“Would you like to buy an ink pen?”
“Not really. What organization are you selling them for?”
“We aren’t selling them for anyone but our family.”
Too proud to say my Dad’s been laid off, but I do if pushed. Even that doesn’t work. I imagine Mom will use the money to pay our utility bills. Six or eight in a box—blue or black?—the ink congealed. Some customers open and smell the packs, demand to try them, but the pens had to be scratched hard against paper to wake up. Some never did work and the ones we got started had to be pressed firm and some letters gone over twice.

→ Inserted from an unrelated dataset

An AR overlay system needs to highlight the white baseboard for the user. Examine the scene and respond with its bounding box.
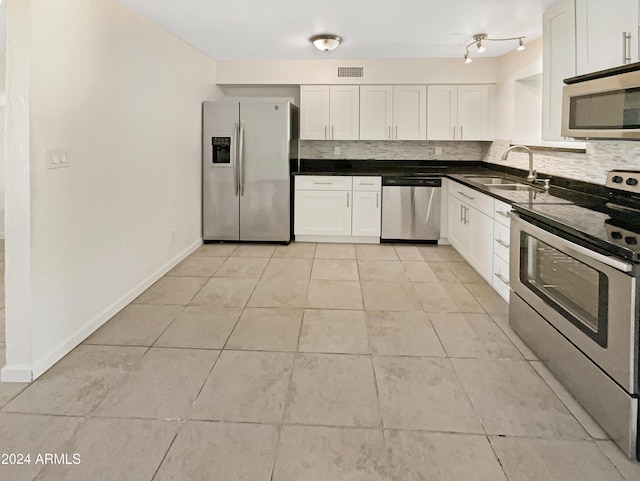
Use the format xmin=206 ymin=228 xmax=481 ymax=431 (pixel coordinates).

Together, my brothers and I sold a few boxes of pens between us, over the span of several weeks of door to door pleas. As skinny as we were, what was a dollar to these stingy people who slammed so many heavy doors in our faces, laughed or attacked? I wanted so much to return home with a handful of one’s for mom. We compared notes, practiced pepping up our speeches, came with smiles, but the responses to us grew ever more hateful, to the point that I just knocked, looked at a bush—anything, but eyes, and waited for my rebuke.
We went home only after the sun went down, kitchen windows steamed with dinners, and father’s pointing out it was suppertime and not a time to knock. A hang-down-your-head-Tom-Dooley response of quiet “none’s” when mom yells over her own steaming pots, “How many did you sell?”